Issues I encountered with the Azure Data Studio "Import flat file wizard" with an on-prem SQL Server

Azure Data Studio Version: 1.30.0
OS Version: Windows 10 20H2 19042.1052

Following the instructions in https://github.com/microsoft/azuredatastudio/issues/2090 I'm filing this as a separate GitHub issue:

Thanks for all the feedback on this feature. Please log new issues for any bugs impacting this scenario.

Also, I've used GitHub Markdown checkboxes next to items that are actual bugs rather than my talking-points.

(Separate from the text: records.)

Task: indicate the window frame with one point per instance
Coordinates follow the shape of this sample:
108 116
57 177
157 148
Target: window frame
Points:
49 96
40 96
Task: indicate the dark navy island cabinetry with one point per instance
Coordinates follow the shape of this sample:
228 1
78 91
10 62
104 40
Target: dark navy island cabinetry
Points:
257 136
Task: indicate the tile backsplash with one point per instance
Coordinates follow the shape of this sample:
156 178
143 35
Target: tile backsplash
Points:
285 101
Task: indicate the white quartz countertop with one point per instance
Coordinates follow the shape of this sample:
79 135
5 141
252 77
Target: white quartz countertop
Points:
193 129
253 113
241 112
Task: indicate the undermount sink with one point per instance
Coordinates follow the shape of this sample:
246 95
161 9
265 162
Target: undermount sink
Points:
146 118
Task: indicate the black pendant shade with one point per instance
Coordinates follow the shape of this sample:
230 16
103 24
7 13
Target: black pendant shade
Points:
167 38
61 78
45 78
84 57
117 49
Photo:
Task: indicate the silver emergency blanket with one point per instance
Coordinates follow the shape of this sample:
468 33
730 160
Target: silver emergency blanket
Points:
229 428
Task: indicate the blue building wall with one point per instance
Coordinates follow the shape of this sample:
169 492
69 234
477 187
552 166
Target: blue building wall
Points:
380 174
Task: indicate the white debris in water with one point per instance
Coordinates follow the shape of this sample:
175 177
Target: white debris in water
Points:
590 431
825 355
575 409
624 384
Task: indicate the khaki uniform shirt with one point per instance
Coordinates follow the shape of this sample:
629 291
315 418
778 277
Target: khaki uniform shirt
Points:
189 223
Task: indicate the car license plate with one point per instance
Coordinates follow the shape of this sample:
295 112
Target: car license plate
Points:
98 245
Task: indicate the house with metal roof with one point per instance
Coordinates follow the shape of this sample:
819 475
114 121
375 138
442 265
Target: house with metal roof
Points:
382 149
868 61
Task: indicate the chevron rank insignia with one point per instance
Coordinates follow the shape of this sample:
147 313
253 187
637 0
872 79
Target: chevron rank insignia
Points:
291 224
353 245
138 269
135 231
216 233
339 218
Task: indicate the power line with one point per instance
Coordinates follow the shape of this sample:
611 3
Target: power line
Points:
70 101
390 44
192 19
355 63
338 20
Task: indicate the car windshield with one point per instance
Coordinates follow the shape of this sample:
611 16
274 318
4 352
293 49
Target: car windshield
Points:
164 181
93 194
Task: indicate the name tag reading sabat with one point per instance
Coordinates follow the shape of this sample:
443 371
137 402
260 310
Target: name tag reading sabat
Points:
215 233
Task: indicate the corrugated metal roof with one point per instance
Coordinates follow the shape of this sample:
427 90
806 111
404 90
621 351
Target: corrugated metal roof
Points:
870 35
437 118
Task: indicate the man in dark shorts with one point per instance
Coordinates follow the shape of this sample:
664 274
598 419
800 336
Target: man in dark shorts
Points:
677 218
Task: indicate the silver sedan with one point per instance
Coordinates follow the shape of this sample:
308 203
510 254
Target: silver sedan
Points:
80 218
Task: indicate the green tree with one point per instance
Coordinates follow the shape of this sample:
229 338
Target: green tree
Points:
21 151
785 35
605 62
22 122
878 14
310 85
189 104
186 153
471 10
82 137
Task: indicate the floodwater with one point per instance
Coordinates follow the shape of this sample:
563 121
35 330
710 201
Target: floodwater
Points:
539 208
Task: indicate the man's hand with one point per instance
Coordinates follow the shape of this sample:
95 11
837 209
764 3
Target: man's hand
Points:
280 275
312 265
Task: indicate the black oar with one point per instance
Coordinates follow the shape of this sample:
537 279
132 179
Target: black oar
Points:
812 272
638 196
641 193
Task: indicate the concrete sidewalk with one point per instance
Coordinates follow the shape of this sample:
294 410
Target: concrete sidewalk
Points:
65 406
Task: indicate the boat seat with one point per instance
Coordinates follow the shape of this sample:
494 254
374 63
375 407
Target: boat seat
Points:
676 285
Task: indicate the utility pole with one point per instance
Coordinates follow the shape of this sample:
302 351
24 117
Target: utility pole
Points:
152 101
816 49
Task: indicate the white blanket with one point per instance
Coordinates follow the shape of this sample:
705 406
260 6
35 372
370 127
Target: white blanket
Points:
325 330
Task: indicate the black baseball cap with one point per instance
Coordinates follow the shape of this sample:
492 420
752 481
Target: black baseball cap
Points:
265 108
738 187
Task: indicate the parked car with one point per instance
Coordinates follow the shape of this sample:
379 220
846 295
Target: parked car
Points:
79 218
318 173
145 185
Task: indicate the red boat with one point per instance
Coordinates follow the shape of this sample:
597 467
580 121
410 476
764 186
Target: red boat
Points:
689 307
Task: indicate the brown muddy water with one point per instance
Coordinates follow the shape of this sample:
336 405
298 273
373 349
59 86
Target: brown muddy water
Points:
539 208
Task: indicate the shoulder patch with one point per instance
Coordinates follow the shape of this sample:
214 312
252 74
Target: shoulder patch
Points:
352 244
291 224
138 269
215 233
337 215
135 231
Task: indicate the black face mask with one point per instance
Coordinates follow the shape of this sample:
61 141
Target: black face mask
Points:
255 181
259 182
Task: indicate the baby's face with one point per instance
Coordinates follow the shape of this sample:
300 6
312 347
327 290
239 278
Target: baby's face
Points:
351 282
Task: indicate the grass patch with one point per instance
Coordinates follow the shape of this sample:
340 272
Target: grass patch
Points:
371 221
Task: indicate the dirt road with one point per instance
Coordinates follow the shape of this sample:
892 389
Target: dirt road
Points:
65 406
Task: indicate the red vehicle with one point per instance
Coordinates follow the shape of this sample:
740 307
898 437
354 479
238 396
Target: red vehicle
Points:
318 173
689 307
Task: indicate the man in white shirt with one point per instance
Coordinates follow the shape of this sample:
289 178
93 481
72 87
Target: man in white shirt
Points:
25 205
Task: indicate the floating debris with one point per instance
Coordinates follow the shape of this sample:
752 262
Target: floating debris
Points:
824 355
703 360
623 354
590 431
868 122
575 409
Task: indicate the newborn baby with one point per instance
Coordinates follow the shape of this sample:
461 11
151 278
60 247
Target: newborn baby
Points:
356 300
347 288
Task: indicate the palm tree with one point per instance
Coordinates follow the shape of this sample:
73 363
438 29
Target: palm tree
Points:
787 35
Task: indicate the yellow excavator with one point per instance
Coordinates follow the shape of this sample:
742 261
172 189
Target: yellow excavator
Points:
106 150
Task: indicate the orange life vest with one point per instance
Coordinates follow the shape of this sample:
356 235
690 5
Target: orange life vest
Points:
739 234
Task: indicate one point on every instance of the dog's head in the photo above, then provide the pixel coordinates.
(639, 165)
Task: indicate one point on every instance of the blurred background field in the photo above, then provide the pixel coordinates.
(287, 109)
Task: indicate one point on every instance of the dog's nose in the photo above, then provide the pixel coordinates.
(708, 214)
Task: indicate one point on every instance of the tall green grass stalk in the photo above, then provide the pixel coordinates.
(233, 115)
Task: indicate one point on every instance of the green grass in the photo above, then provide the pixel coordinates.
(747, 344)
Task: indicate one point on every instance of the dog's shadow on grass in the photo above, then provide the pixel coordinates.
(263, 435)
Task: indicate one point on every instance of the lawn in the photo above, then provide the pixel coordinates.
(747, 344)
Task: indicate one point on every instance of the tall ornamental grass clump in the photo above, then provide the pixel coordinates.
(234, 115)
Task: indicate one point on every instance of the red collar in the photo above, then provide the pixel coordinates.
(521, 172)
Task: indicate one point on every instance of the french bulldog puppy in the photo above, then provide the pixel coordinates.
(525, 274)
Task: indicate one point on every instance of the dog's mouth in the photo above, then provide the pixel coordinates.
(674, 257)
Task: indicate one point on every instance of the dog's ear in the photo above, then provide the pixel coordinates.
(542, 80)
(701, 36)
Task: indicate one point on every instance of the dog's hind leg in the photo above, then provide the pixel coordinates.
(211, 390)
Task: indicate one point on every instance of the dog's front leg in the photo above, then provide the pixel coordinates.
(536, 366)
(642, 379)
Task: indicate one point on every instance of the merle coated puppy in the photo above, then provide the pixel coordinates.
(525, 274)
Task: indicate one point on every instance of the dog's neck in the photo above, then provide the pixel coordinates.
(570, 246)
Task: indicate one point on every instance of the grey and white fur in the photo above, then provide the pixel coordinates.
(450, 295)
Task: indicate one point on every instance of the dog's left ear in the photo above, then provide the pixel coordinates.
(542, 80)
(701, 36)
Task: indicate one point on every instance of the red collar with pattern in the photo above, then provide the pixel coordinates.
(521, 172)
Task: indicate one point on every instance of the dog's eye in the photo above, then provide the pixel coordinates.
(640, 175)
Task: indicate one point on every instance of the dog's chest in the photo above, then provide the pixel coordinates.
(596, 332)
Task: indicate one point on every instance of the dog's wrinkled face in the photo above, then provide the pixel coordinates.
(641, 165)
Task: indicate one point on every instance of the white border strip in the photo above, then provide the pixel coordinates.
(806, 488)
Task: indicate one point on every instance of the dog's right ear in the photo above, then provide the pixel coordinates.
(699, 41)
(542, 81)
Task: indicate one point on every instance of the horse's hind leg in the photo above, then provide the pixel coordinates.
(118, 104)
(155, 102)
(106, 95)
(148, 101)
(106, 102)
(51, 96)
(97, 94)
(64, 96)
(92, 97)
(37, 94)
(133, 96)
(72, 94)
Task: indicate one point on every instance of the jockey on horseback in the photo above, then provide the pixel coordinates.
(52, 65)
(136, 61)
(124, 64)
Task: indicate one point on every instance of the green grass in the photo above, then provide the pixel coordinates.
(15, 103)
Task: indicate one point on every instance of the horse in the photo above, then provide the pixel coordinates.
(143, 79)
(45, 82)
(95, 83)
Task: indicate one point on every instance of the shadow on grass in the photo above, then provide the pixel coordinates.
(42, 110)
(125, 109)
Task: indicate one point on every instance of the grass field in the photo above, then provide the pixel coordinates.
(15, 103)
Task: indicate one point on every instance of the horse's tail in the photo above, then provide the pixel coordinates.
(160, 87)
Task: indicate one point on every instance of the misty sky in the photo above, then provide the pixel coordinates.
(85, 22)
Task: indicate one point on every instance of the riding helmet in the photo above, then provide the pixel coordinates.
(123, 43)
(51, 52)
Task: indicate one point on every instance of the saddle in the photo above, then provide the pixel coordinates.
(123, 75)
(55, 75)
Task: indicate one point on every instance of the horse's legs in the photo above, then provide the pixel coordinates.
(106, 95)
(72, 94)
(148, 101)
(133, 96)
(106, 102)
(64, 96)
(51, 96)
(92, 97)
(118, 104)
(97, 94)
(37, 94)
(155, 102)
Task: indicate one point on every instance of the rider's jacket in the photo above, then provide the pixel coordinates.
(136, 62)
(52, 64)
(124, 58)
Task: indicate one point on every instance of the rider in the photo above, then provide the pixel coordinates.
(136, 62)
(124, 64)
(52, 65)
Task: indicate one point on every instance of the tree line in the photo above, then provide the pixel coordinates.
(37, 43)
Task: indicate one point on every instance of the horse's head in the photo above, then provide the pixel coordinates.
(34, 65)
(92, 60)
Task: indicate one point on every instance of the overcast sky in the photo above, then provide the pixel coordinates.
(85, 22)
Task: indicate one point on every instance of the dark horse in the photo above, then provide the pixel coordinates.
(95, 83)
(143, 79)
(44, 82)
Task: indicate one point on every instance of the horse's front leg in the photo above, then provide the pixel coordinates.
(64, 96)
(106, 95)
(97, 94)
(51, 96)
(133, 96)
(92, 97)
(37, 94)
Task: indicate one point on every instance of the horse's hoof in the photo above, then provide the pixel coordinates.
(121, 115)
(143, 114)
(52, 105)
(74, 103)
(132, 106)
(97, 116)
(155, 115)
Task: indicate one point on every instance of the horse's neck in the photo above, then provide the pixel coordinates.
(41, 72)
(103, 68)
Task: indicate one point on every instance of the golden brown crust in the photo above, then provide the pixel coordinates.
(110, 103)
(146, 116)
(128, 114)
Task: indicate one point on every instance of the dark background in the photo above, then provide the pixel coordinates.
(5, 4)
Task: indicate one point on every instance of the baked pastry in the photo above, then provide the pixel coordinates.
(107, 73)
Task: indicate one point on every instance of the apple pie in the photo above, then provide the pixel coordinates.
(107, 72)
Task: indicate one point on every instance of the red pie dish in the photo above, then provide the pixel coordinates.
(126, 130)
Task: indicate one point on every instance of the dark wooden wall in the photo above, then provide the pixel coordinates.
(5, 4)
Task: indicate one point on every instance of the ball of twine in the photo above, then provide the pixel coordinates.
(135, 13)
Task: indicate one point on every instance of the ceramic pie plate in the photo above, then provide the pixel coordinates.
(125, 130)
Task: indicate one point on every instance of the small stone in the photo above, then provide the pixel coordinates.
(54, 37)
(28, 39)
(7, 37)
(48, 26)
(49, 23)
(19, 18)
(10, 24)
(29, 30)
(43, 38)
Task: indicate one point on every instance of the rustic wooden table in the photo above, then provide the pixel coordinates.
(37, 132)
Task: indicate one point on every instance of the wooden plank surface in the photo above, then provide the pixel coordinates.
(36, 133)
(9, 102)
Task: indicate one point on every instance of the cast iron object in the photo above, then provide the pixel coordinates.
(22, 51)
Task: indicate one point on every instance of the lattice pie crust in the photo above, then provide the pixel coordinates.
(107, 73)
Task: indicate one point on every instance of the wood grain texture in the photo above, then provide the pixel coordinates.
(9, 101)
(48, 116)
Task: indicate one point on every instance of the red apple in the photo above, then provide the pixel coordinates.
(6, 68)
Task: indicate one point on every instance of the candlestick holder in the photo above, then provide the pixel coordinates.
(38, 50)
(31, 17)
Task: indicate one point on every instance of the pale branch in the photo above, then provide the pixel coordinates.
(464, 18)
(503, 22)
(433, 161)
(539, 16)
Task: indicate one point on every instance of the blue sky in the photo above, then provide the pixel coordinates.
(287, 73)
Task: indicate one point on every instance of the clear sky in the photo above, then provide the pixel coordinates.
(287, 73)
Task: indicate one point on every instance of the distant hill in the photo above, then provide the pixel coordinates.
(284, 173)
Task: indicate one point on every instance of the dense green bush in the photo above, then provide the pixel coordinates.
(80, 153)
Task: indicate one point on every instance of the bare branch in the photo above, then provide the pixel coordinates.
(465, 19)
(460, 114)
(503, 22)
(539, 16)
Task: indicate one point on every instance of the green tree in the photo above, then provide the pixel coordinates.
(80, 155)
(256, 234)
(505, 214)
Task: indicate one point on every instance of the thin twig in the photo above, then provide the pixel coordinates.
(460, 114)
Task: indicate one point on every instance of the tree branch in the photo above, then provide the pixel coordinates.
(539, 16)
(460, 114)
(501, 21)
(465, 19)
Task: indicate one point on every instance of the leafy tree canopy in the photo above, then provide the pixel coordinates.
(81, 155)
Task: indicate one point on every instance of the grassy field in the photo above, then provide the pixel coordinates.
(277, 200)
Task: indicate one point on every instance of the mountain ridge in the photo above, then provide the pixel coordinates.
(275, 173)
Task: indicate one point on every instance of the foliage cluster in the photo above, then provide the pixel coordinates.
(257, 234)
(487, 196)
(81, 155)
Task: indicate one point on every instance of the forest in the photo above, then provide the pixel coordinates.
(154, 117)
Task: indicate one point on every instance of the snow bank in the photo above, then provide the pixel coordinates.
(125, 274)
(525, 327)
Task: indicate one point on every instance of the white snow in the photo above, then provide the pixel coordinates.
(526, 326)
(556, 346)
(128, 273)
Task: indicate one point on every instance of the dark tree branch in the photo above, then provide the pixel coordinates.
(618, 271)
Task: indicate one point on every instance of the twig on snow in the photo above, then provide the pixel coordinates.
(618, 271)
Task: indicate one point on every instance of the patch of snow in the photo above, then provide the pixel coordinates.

I am using SQL Server Import 1.3.0, installed globally - with Azure Data Studio 1.30.0 ( 59c4b8e90cf2d3a24bed72623197f10f8d090fdc )
My scenario is that I'm transitioning data from an Azure-hosted MySQL database to (eventually) an Azure SQL database.
However there are schema changes involved and I want to manipulate the data as part of the process as well.
I exported the initial data from MySQL using MySQL Workbench to one CSV file per table: users.csv, messages.csv, etc.csv.
I used MySQL Workbench to generate the CREATE TABLE statements for MySQL, and then I edited the generated SQL to work with MS SQL Server and ran successfully (so at this point my MSSQL database has a near-identical schema design as the MySQL database; the differences are all trivial things like AUTO_INCREMENT vs IDENTITY. In this case, all of the columns' data-types are equivalent (if not entirely identical) between MySQL and MSSQL. No incompatible, MySQL-exclusive or MSSQL-exclusive functionality or SQL language features is being used at this point.
I started off trying to import this CSV file with SSIS's Import Data wizard:
- SSMS > TargetDatabase > Tasks > Import Data... (not "Import Flat File...") > Source: "Flat File"
- Screenshots posted here.
- Unfortunately I couldn't progress due to the wizard complaining about the file's codepage (I don't remember the exact error message, sorry).
I then tried again using the "Import Flat File" menu option, to see how it compares...
- SSMS > TargetDatabase > Tasks > Import Flat File...
- The Introduction page says that it will import the data to an "automatically generated table schema and optionally modify columns" - whereas I was expecting to be able to import directly into an existing table - or being able to manually-define the destination table instead of having to rely on the wizard's automatic-generator's best-guesses for column definitions...
- The "Modify Columns" page, when aided wih "Rich Data Type Detection" enabled, gave me the following:
  - It does seem to get the types for int and bigint columns correct, though it detected all of my tinyint columns as smallint instead - while it incorrectly interpreted a smallint column as bit (because only the value 0 appears in the first 50 rows)
  - It defaulted to nvarchar(50) for all my shorter textual columns, even though many of them all had very short fixed lengths, e.g. char(2).
  - Automatic data-type detection is a fine concept, but it only works well when it reads enough data - and 50 rows is not enough. There really shoud be a way to force it to read every row in the CSV and fit column-types based on all rows' data.
  - The Modify Columns editor needs to allow me to specify COLLATION.
I added my on-prem SQL Server instance and database to Azure Data Studio. So far, so good.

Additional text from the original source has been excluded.